Simply run it on a DRIVE with SF3324-100 and you should see the issue.
Example screenshot: https://i.vgy.me/Ip5rnh.png

Hi raul.tambre,
I was able to reproduce the issue you are raising.

to summarize the issue: you are facing some unexpected behavior of the api dwImageTransformation_copy

we are checking it internally and will update here ASAP on the conclusion.

While we are checking this, you might consider using render engine tiles for your purpose of displaying 2 or more images in parallel (look at render engine sample)


Dear raul.tambre,
Please check the following to confirm if it is a CUDA stream synchronization issue.

  1. Add cudaStreamSynchronize(stitcher_stream) after dwImageTransformation_copy() function and see if it helps.
  2. If above does not help, remove using separate CUDA stream for imageTransformation handle

Let us know the update.

  1. Doesn't help. Nothing changed.
  2. Doesn't help either. Nothing changed.

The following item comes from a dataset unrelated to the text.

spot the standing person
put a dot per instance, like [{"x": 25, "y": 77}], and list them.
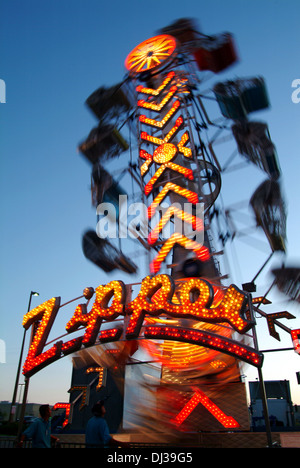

Let me know if you’d like me to trying anything else to aid the investigation.

Render engine seems to be intended for visualizations that end up being displayed on the DRIVE. That isn’t my end goal.
I think there are a few easier workarounds I could try, but I’d prefer to use dwImageTransformation with a fix for this issue.

Hi raul.tambre,

Unfortunately, It seems we have a bug on the API dwImageTransformation_copy.

we will be working on getting it solved for the next release version of DW.

at the meantime, if you have a possible workaround, than I suggest you do that.

we’ll update when this will be solved.


Dear raul.tambre,
FYI, We have fixed this issue and it is available in next DRIVE SW release.


Great to hear!
Any idea as to when the next release might be?

Dear raul.tambre,
We will update you once the release schedule is fixed.